Anyway, I met Laura right in the middle of that period, in the summer of ’87. She reckons she had been to the club three or four times before I noticed her, and that could well be right—she’s small, and skinny, and pretty, in a sort of Sheena Easton pre-Hollywood makeover way (although she looked tougher than Sheena Easton with her radical lawyer spiky hair and her boots and her scary pale blue eyes), but there were prettier women there, and when you’re looking on in that idle kind of way, it’s the prettiest ones you look at. So, on this third or fourth time, she came up to my little rostrum thing and spoke to me, and I liked her straightaway: she asked me to play a record that I really loved (‘Got to Get You off My Mind’ by Solomon Burke, if anyone cares), but which had cleared the floor whenever I’d tried it.

“Were you here when I played it before?”

“Yeah.”

“Well, you saw what happened. They were all about to go home.”

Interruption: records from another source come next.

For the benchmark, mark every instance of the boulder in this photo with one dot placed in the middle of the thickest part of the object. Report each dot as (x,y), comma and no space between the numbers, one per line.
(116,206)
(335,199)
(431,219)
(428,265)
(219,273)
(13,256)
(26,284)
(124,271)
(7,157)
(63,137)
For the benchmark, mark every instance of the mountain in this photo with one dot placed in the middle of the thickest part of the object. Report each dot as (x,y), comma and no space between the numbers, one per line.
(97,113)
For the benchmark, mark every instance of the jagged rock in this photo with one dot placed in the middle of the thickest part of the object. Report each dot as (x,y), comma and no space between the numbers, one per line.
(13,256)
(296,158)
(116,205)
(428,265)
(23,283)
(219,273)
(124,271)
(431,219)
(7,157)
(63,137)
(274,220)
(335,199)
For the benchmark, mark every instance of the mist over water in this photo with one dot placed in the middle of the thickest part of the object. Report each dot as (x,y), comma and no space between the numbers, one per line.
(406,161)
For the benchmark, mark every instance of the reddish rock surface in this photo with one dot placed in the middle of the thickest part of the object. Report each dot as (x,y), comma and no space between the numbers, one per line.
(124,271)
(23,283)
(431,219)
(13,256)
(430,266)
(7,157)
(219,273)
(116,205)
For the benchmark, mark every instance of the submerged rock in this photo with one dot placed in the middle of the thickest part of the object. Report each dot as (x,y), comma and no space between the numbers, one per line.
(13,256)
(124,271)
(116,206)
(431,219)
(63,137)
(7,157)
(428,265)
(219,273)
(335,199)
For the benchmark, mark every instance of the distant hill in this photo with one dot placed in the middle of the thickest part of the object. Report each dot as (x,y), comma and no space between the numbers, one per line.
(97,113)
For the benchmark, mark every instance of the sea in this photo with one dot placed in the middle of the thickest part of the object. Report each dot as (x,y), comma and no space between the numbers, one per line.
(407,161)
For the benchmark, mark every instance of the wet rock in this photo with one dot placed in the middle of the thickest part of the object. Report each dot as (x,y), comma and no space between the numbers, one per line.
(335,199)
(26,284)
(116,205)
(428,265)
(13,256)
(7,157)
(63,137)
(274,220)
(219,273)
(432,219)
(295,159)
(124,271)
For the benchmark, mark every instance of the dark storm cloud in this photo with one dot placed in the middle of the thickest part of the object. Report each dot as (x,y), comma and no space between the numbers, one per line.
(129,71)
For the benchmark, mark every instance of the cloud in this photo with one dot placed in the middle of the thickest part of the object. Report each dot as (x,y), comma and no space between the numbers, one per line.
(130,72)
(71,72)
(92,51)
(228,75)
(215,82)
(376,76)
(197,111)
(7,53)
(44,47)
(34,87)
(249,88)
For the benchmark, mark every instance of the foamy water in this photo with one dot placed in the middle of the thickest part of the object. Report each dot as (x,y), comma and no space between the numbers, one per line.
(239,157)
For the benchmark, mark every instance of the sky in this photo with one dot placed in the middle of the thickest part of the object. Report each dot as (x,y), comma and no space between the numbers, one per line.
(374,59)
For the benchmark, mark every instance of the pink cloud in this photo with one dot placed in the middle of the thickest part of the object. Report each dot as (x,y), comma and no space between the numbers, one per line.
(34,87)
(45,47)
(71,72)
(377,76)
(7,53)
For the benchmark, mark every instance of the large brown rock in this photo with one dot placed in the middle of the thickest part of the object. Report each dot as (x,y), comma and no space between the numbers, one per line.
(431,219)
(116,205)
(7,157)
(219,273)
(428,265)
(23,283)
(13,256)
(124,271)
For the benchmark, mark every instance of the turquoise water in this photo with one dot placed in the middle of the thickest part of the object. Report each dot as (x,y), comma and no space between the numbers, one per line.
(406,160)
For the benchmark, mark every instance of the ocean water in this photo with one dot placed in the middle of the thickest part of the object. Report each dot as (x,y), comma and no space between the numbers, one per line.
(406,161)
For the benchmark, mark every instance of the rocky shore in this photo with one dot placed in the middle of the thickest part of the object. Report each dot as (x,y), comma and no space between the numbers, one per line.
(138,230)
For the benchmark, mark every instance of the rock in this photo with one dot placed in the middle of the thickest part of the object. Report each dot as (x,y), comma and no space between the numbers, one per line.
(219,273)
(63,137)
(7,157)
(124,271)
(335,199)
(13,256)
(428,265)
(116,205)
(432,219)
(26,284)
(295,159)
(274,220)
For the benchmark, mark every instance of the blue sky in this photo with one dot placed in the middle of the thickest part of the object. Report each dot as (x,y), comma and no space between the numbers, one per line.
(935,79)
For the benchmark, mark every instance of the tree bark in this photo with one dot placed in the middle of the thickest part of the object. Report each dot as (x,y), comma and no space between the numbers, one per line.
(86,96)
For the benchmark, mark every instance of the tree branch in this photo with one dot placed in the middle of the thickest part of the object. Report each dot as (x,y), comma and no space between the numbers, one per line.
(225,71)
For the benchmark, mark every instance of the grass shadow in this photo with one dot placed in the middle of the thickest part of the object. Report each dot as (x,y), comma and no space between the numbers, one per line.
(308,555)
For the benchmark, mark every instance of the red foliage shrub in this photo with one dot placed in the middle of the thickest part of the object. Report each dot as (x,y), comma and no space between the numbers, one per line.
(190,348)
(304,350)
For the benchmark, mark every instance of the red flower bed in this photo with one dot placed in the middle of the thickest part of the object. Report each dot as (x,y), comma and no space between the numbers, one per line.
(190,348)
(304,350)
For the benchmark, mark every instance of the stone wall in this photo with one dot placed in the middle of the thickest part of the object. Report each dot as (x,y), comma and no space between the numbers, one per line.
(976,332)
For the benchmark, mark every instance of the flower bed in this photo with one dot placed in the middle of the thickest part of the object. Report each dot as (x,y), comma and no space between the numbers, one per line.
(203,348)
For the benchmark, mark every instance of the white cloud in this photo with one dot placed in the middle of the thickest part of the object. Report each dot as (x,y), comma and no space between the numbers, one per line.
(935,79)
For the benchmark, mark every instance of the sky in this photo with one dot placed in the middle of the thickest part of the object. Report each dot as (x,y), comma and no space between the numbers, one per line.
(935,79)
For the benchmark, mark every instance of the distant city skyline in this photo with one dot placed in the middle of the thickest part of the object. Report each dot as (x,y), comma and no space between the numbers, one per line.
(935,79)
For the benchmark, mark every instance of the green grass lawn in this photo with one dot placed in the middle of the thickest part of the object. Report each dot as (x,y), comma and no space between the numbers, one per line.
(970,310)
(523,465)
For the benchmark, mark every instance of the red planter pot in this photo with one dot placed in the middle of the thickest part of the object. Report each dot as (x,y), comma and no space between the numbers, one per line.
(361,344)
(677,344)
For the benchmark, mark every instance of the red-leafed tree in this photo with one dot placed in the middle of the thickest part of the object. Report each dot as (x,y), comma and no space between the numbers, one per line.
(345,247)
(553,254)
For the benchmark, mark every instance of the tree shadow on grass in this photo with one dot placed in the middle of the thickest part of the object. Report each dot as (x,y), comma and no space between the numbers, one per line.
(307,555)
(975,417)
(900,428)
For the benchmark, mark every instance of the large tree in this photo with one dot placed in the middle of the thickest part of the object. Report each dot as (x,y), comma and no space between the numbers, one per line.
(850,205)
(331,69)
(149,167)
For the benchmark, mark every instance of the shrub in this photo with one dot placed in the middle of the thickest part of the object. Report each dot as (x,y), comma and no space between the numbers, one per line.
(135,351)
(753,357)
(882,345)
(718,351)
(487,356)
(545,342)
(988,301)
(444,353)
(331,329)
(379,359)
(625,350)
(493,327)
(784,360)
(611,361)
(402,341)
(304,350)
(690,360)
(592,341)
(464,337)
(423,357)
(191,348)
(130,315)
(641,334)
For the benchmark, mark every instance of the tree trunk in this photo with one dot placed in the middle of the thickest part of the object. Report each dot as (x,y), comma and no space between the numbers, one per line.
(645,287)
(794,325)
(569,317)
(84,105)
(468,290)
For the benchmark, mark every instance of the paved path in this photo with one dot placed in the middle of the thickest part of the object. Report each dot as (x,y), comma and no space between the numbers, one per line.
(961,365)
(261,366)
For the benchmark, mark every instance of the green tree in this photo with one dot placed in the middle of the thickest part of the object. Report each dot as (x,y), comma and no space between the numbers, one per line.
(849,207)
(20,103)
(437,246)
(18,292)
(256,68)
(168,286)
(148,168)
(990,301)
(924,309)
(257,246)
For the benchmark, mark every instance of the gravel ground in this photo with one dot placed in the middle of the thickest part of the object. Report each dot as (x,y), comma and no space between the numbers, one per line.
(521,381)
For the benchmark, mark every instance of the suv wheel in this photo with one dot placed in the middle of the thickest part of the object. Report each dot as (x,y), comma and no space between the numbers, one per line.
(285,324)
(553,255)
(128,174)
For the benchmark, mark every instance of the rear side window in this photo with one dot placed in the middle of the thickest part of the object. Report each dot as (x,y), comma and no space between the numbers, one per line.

It’s a three-minute single, and I’d had to take it off after about a minute and a half. I played ‘Holiday’ by Madonna instead; I used modern stuff every now and again, at times of crisis, just like people who believe in homeopathy have to use conventional medicine sometimes, even though they disapprove of it.

“They won’t this time.”

“How do you know that?”

“Because I brought half of this lot here, and I’ll make sure they dance.”

So I played it, and sure enough Laura and her mates flooded the dance floor, but one by one they all drifted off again, shaking their heads and laughing. It is a hard song to dance to; it’s a mid-tempo R&B thing, and the intro sort of stops and starts. Laura stuck with it, and though I wanted to see whether she’d struggle gamely through to the end, I got nervous when people weren’t dancing, so I put ‘The Love You Save’ on quick.

She wouldn’t dance to the Jackson Five, and she marched over to me, but she was grinning and said she wouldn’t ask again. She just wanted to know where she could buy the record. I said if she came next week I’d have a tape for her, and she looked really pleased.

I spent hours putting that cassette together. To me, making a tape is like writing a letter—there’s a lot of erasing and rethinking and starting again, and I wanted it to be a good one, because … to be honest, because I hadn’t met anyone as promising as Laura since I’d started the DJ-ing, and meeting promising women was partly what the DJ-ing was supposed to be about. A good compilation tape, like breaking up, is hard to do. You’ve got to kick off with a corker, to hold the attention (I started with ‘Got to Get You off My Mind,’ but then realized that she might not get any further than track one, side one if I delivered what she wanted straightaway, so I buried it in the middle of side two), and then you’ve got to up it a notch, or cool it a notch, and you can’t have white music and black music together, unless the white music sounds like black music, and you can’t have two tracks by the same artist side by side, unless you’ve done the whole thing in pairs, and … oh, there are loads of rules.